In my mind, the “better than evaluators” part is kind of self-evidently intriguing for the basic reason I said in the post (it’s not obvious how to do it, and it’s analogous to the broad, outside view conception of the long-run challenge which can be described in one sentence/phrase and isn’t strongly tied to a particular theoretical framing):
I’m excited about tackling this particular type of near-term challenge because it feels like a microcosm of the long-term AI alignment problem in a real, non-superficial sense. In the end, we probably want to find ways to meaningfully supervise (or justifiably trust) models that are more capable than ~all humans in ~all domains.[4] So it seems like a promising form of practice to figure out how to get particular humans to oversee models that are more capable than them in specific ways, if this is done with an eye to developing scalable and domain-general techniques.

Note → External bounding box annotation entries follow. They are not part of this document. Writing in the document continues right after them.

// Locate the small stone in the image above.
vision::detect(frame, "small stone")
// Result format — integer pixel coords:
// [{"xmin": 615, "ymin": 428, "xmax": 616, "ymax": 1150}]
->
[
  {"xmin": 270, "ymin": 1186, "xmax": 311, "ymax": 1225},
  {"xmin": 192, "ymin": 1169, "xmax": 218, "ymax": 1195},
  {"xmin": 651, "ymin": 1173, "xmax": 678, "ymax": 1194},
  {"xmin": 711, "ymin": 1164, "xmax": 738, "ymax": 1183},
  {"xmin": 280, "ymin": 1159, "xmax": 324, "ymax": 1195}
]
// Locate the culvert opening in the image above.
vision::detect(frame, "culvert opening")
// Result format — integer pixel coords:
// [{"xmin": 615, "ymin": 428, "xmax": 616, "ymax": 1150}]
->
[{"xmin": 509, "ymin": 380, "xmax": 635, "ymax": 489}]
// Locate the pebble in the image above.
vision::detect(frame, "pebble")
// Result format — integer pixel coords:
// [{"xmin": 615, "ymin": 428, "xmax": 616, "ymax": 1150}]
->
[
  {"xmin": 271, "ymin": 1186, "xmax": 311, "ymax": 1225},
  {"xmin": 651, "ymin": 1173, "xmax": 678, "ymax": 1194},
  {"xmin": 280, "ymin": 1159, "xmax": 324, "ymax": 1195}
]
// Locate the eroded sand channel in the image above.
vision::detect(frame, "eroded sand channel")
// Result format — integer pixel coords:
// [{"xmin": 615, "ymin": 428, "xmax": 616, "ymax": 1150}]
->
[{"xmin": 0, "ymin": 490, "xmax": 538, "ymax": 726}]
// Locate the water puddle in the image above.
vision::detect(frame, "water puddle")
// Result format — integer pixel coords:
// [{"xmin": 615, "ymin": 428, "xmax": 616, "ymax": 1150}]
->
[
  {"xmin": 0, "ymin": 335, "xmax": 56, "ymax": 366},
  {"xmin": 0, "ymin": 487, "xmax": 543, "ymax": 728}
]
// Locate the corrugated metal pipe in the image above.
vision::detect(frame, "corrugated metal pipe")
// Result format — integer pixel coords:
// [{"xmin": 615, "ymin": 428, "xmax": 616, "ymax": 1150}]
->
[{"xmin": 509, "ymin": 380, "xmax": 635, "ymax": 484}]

A lot of people in response to the draft were pushing in the direction that I think you were maybe gesturing at (?) -- to make this more specific to “knowing everything the model knows” or “ascription universality”; the section “Why not focus on testing a long-term solution?” was written in response to Evan Hubinger and others. I think I’m still not convinced that’s the right way to go.
I might be on board if “narrowly superhuman” were simply defined differently.

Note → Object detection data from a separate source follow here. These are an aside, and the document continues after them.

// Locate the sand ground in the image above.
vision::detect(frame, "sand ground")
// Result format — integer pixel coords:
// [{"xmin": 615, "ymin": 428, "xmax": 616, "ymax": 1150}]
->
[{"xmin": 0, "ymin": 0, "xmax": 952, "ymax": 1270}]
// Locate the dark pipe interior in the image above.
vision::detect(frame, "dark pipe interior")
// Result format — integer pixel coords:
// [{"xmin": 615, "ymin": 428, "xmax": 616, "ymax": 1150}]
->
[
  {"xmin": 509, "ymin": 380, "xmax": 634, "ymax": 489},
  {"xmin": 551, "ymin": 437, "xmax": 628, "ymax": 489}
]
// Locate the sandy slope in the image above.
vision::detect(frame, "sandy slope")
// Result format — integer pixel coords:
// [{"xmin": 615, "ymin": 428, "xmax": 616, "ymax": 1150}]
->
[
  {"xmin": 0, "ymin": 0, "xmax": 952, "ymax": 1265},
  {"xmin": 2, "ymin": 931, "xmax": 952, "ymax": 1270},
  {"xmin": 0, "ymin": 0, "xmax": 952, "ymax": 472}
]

“Try to use some humans to align a model in a domain where the model is better than the humans at the task”
Isn’t it something more like “the model has information sufficient to do better”? EG, in the GPT example, you can’t reliably get good medical advice from it right now, but you strongly suspect it’s possible. That’s a key feature of the whole idea, right?
Is your suggested research program better described as: find (highly capable) models with inaccessible information and get them to reveal that information? (Especially: get them to reveal the inaccessible information without using domain expertise to do so?)
I don’t feel confident enough in the frame of “inaccessible information” to say that the whole agenda is about it. It feels like a fit for “advice”, but not a fit for “writing stories” or “solving programming puzzles” (at least not an intuitive fit—you could frame it as “the model has inaccessible information about [story-writing, programming]” but it feels more awkward to me). I do agree it’s about “strongly suspecting it has the potential to do better than humans” rather than about “already being better than humans.” Basically, it’s about trying to find areas where lackluster performance seems to mostly be about “misalignment” rather than “capabilities” (recognizing those are both fuzzy terms).
Basically, it’s about trying to find areas where lackluster performance seems to mostly be about “misalignment” rather than “capabilities” (recognizing those are both fuzzy terms).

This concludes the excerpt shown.